Goldstein, E., & Stahl, B. (2015). MBSR Every Day: Daily Practices from the Heart of Mindfulness-Based Stress Reduction. New Harbinger Publications



McCracken, L. (Ed.). (2011). Mindfulness and acceptance in behavioral medicine: current theory and practice. Chapter 2, page 31-60. New Harbinger Publications.


Segal, Z. V., Williams, J. M. G., & Teasdale, J. D. (2012). Mindfulness-based cognitive therapy for depression. Guilford Press.

Stahl, B., & Goldstein, E. (2010). A mindfulness-based stress reduction workbook. New Harbinger Publications.
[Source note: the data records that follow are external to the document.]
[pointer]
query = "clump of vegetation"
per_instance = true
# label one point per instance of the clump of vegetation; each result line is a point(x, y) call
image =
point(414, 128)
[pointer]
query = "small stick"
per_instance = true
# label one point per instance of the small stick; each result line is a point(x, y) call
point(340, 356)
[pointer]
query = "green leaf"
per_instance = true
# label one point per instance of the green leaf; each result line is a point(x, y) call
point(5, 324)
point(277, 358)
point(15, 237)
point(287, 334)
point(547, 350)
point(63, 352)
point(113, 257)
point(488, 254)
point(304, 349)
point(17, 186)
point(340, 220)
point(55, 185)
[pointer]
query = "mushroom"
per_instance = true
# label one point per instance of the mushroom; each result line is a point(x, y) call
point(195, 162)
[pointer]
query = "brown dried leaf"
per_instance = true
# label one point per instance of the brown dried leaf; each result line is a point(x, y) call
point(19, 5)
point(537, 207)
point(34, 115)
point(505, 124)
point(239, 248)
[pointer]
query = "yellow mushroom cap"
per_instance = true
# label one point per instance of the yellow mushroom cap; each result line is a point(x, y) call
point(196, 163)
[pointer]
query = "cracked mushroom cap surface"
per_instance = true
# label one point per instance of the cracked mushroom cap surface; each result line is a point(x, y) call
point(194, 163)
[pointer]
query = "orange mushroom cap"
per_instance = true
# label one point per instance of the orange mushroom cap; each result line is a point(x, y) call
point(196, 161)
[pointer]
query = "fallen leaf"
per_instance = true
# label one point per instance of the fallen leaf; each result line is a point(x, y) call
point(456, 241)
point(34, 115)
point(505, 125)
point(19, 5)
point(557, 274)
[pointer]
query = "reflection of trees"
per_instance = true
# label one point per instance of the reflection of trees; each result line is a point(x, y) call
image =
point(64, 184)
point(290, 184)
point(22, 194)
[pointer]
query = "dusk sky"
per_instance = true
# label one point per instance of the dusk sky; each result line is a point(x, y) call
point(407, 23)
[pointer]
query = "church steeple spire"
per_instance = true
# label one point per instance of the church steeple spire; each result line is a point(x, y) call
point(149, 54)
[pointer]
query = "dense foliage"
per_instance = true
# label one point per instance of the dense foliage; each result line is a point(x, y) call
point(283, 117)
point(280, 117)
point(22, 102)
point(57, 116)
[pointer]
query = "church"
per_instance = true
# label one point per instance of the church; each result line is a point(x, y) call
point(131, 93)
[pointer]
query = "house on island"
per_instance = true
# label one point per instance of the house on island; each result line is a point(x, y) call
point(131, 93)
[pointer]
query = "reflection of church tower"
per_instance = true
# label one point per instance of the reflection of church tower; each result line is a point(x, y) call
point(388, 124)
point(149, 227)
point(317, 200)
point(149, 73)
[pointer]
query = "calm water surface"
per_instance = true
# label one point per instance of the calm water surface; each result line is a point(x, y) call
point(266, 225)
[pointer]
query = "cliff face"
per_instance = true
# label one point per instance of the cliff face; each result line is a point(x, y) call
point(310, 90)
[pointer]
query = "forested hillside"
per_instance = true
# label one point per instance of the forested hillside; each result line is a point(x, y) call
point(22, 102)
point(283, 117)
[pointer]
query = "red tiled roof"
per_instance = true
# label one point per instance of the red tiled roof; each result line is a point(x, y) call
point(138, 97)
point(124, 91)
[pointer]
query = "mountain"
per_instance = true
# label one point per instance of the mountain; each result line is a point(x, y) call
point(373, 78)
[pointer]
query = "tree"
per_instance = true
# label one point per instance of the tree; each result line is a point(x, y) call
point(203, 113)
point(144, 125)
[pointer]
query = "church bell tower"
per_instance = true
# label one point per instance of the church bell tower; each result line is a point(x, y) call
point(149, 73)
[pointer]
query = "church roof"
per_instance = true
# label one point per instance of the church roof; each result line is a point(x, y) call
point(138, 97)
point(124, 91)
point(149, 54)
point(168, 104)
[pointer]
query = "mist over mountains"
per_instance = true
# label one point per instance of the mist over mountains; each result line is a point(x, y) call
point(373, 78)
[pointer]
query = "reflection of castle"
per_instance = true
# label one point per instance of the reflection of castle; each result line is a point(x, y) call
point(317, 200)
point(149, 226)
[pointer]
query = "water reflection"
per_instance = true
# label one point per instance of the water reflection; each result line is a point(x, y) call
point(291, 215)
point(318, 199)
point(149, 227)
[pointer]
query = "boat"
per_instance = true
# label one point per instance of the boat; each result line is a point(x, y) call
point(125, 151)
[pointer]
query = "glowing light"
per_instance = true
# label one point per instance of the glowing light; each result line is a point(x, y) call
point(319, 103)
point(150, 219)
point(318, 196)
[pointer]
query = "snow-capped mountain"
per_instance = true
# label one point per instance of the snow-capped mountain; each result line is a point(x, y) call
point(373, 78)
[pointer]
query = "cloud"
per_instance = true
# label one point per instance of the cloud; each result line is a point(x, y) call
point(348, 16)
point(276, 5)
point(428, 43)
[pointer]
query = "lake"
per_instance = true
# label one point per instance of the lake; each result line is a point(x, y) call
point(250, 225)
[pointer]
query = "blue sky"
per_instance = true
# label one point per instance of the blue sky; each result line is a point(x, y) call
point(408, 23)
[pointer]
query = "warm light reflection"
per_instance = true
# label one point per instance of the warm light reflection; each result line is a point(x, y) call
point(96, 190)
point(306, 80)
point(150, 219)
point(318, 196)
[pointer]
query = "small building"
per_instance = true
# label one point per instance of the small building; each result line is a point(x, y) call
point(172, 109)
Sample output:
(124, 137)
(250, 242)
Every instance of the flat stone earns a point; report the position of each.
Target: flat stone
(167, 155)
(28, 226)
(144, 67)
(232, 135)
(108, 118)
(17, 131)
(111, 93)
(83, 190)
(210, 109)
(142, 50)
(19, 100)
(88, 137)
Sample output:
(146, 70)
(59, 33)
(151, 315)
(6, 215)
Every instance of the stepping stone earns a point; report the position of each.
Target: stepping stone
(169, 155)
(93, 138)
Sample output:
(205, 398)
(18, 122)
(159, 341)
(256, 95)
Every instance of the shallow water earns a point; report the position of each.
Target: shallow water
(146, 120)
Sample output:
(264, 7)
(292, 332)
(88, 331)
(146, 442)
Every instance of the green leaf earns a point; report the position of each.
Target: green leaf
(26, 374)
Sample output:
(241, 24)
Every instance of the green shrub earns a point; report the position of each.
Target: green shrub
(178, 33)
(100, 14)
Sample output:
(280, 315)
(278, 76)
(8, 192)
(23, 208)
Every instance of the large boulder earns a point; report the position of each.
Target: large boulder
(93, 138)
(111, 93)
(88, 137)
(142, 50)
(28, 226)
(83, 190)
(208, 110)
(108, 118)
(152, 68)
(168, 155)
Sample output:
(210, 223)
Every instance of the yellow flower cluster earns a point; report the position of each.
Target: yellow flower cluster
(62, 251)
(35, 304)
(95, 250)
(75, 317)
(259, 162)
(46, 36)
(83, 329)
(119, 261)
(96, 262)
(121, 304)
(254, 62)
Conditions for acceptance of the semester

Maximum of 15 % absence allowed

Mid-term exams

Students got home exercises after every lesson. To fulfill the course requirements students have to write a report about them. The report must include the description of the exercise, the length and the reflections afterward. The deadline of the submission is the end of the second week of the exam period.

Making up for missed classes

Extra lesson in the first week of the exam period in the normal time of the class.

Exam topics/questions

Write a report about the home exercises. Please indicate the description of the exercise, the length and the reflections, feelings, thoughts, physiological changes afterward. Finally summarise your personal experience with mindfulness. The minimum extent of the report is 7000 character (approx.3 pages).